Historical population
| Census | Pop. | Note | %± |
| 2000 | 2,893 |  | — |
| 2010 | 2,856 |  | −1.3% |
| 2020 | 2,795 |  | −2.1% |
| 2023 (est.) | 2,784 |  | −0.4% |
U.S. Decennial Census

==Geography==
According to the United States Census Bureau, the township has a total area of 80.6 sqmi, of which 80.4 sqmi is land and 0.2 sqmi (0.20%) is water.

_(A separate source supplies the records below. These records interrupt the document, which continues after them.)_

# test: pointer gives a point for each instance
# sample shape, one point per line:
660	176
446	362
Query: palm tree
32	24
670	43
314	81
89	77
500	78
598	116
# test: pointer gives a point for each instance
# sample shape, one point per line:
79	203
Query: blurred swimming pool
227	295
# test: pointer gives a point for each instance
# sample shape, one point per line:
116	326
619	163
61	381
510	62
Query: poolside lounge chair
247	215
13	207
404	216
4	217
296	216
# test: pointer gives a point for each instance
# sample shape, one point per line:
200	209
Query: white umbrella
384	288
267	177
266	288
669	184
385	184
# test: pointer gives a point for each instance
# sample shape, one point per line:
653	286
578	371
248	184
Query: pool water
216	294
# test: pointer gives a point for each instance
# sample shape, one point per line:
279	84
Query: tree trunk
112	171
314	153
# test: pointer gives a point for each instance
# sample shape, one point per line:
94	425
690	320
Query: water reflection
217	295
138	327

Delmar Township is bordered by Chatham and Middlebury Townships to the north, Charleston Township to the east, Duncan Township to the south and east, Morris Township to the south, Elk Township to the west and Shippen Township to the north and west. Delmar Township forms the northern, western, and southern borders of the borough of Wellsboro.

==Demographics==
As of the census of 2000, there were 2,893 people, 1,092 households, and 855 families residing in the township. The population density was 36.0 PD/sqmi. There were 1,385 housing units at an average density of 17.2/sq mi (6.7/km^{2}). The racial makeup of the township was 98.79% White, 0.35% African American, 0.28% Native American, 0.10% Asian, 0.10% from other races, and 0.38% from two or more races. Hispanic or Latino of any race were 0.28% of the population.

There were 1,092 households, out of which 34.5% had children under the age of 18 living with them, 67.2% were married couples living together, 8.4% had a female householder with no husband present, and 21.7% were non-families. 18.5% of all households were made up of individuals, and 6.3% had someone living alone who was 65 years of age or older. The average household size was 2.64 and the average family size was 3.00.

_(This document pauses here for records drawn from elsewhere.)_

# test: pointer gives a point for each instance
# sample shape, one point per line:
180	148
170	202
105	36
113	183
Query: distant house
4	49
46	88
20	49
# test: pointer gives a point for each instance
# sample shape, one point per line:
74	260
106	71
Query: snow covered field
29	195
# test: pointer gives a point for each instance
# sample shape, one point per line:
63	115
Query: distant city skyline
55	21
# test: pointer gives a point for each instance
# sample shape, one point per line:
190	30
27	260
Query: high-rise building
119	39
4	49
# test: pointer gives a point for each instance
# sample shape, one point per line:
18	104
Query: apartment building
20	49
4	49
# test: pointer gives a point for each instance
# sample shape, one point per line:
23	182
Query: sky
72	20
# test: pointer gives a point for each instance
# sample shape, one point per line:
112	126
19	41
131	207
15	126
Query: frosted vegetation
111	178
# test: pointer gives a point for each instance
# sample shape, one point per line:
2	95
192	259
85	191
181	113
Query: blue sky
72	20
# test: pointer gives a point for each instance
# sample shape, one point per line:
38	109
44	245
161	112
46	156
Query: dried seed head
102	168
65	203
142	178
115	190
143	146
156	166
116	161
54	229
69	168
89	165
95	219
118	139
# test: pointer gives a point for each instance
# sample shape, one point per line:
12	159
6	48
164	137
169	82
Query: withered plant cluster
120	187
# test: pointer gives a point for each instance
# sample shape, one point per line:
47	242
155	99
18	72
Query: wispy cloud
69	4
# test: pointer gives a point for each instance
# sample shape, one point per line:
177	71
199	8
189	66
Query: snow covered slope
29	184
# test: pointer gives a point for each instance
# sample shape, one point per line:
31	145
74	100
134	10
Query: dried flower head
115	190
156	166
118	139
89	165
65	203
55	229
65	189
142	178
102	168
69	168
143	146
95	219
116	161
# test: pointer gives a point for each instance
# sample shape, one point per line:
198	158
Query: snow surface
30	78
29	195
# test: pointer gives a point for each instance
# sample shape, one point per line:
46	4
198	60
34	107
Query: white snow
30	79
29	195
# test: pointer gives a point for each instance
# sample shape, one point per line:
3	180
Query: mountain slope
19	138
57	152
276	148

In the township, the population was spread out, with 26.1% under the age of 18, 6.6% from 18 to 24, 27.0% from 25 to 44, 27.4% from 45 to 64, and 12.9% who were 65 years of age or older. The median age was 40 years. For every 100 females, there were 97.9 males. For every 100 females age 18 and over, there were 97.7 males.

The median income for a household in the township was $34,712, and the median income for a family was $37,417. Males had a median income of $29,250 versus $20,833 for females. The per capita income for the township was $16,219. About 9.8% of families and 12.0% of the population were below the poverty line, including 17.4% of those under age 18 and 6.4% of those age 65 or over.

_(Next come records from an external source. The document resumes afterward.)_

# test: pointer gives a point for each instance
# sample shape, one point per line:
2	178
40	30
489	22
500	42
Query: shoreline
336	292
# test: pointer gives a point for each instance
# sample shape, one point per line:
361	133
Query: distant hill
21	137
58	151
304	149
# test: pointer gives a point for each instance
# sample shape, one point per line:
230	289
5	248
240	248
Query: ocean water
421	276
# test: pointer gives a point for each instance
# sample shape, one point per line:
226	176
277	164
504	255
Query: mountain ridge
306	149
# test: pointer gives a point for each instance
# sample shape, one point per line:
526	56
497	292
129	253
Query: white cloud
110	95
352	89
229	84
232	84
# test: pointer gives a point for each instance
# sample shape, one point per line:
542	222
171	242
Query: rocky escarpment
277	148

==Communities and locations in Delmar Township==
- Dexter - A village on Pennsylvania Route 660 in the western part of the township.
- Draper - A village in the south-central part of the township.
- Heise Run - A village on U.S. Route 6 in the northern part of the township.
- Kennedy - A village in the southwestern part of the township.
- Knapp - A village on Pennsylvania Route 287 in the southeastern part of the township.
- Lake Nessmuk - A small lake along Pennsylvania Route 287, just south of Wellsboro.
- Olmsville - A village in the southern part of the township, just west of Draper.
- Stokesdale - A village on U.S. Route 6, approximately two miles north of Wellsboro.
- Stony Fork - A village in the south-central part of the township, slightly north of Draper.
- Sweetbriar - A village on Pennsylvania Route 287 in the southeastern corner of the township.
- Thumptown - A village on Pennsylvania Route 660 near the western township line.
- Tiadaghton - A village in the southwestern corner of the township near the Pine Creek Gorge.
- Tioga State Forest - The Tioga State Forest covers much of northwestern Delmar Township.
- Wellsboro - A borough in the eastern part of the township, located at the junctions of Pennsylvania Route 660, Pennsylvania Route 287, and U.S. Route 6. It is the county seat of Tioga County.
- Wellsboro Junction - A village on the Wellsboro and Corning Railroad, approximately one mile north of Stokesdale.